Executive Insights, Updated 2023
Shadow AI – hidden impact of deploying Artificial Intelligence
PETER SONDERGAARD
CHAIRMAN OF THE BOARD, 2021.AI
The other day I met with a client of mine, and the conversation naturally fell on the impact of artificial intelligence. The central part of the discussion focused on the state of AI model implementation in organizations today.
Current research indicates that the average number of AI models deployed in organizations today is about five. Still, this figure is expected to experience a 60% CAGR growth over the next four years. As a result, an average large organization will have 35 models deployed in four years, expanding the reach of artificial intelligence. However, this is just the tip of the iceberg, as several other factors substantially impact organizations.
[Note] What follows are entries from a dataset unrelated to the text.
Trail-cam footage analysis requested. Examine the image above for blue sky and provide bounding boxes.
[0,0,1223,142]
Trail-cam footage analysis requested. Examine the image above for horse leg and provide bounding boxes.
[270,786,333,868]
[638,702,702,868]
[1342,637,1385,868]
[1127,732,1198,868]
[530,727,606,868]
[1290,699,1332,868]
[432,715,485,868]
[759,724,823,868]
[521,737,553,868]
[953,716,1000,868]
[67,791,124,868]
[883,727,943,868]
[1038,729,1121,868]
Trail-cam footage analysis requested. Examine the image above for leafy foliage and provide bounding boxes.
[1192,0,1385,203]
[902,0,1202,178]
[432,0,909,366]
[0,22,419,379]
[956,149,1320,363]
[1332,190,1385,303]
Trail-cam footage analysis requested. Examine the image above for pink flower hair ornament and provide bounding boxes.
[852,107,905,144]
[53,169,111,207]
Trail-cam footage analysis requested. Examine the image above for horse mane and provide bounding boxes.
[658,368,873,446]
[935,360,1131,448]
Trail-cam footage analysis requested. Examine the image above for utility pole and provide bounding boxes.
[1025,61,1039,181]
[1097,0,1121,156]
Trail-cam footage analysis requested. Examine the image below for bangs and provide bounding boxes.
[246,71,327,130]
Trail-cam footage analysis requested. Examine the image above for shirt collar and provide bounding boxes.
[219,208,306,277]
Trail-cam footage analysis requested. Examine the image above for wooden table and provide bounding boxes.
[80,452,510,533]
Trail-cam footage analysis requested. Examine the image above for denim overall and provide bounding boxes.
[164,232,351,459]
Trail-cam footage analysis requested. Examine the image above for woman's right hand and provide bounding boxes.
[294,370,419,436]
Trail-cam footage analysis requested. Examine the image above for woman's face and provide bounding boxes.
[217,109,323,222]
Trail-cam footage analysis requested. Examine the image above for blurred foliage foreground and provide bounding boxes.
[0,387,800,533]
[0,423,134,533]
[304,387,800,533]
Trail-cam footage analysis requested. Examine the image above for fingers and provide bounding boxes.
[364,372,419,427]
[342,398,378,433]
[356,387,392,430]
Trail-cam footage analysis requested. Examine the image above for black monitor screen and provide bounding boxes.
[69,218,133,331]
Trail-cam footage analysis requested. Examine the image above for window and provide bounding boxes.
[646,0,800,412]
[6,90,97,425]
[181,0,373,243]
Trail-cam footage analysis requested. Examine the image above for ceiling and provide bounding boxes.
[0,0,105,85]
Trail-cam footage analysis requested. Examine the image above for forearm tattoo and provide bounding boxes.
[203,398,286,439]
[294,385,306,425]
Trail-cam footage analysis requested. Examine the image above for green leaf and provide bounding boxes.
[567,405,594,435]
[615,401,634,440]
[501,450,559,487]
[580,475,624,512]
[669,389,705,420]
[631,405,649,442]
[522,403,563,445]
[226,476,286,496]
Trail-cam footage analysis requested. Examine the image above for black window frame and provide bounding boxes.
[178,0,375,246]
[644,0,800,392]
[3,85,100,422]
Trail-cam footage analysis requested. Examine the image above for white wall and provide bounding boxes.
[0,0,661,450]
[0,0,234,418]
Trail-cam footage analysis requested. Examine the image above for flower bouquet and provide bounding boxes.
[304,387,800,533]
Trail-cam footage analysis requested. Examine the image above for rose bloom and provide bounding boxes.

Research conducted by Gartner and McKinsey mainly focuses on officially known AI models. Nevertheless, it’s highly likely that we’ll witness a surge in the deployment of “Shadow AI” models – not unlike the historical spread of Shadow IT (end-user-purchased PCs and software). The rise of AI will trigger a similar pattern as departments like Marketing, Supply Chain, and HR take it upon themselves to deploy AI solutions. This widespread adoption will cause the proliferation of a shadow AI model environment.
Moreover, as AI models are developed and enhanced, their complexity will grow. This complexity refers to the intricacy of tasks or demands managed by the model. It’s likely that a model will also experience an expansion in scope, tackling a more diverse range of tasks typically performed by an individual or product/service. Furthermore, it’s quite probable that an AI model implemented in 2020 would progressively cater to more users each year. As these models mature, their deployment may become economically and technically more feasible for an increasing number of users and business functions.
Effectively managing AI within an organization goes beyond simply dealing with a higher number of deployed models in the coming years. It also entails overseeing model complexity, scope, user count, and the proliferation of Shadow AI. A comprehensive enterprise approach and well-thought-out AI Governance strategy are vital to tackle this burgeoning landscape of AI and Shadow AI. Over time, artificial intelligence will demand increasingly intricate procedures and governance structures for optimal management.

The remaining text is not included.